Wednesday, November 7, 2007 - 2:50 PM
238-7

Image-Aided Simulation of Cumulative Off-Road Traffic Impacts and Land Repair Identification.

Alan Anderson1, Heidi Howard2, Guangxing Wang3, George Gertner3, and Phil Woodford4. (1) US Army, 2902 Farber Drive, Champaign, IL 61822, (2) USA-CERL, U.S. Army Eng Res & Dev Ctr. CERL, PO Box 9005, Champaign, IL 61826, (3) University of Illinois, Urbana, IL 61801, (4) Integrated Training Area Management Program, Bldg 77709 Victory Road, Fort Riley, KS 66442

In the United States, the Army takes care of land management for installations consisting of more than 4.8 million ha of land for Military training programs. Various long-term training activities continuously disturb ground cover, damage plants, increase potential of soil erosion, degrade habitats, and fragment landscapes and thus lead to natural resources and land condition degradation. In turn, the degradation of land conditions will limit military land carrying capacity. For both sustainable land condition and carrying capacity, there is a strong need to assess land condition and identify land for repair and restoration. In this study, we used percent ground cover of land to quantify the cumulative off-road traffic impacts at the Installation of Fort Riley and generated a time series of maps that accurately simulate spatial patterns and temporal dynamics of percent ground cover, and uncertainties of estimates from 1989 to 2001 using an image-aided co-simulation algorithm.
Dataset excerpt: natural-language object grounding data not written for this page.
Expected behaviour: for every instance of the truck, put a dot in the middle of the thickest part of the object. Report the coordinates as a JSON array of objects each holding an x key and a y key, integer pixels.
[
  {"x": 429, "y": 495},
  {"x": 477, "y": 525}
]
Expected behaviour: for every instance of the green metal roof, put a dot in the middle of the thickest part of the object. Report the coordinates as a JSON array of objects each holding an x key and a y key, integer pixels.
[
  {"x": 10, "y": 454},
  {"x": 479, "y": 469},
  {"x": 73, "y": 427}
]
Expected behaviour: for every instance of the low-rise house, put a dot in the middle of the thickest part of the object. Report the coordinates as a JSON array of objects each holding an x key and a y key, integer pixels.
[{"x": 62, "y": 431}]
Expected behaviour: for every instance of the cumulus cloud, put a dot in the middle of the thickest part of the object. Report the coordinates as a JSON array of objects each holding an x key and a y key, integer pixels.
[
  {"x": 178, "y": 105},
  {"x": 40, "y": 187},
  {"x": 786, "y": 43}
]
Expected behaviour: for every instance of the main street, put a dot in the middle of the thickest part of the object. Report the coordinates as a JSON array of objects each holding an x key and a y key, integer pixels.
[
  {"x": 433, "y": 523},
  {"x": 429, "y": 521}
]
Then, we defined and applied a set of loss assessment function for allocation of land repair and restoration based on the rule of minimum loss. The loss functions transferred uncertainties of land condition estimates into uncertainties of loss assessment and thus provided the basis for minimum loss in decision-making. Finally, we compared this method with simple threshold value and probability based method for repair and restoration of land.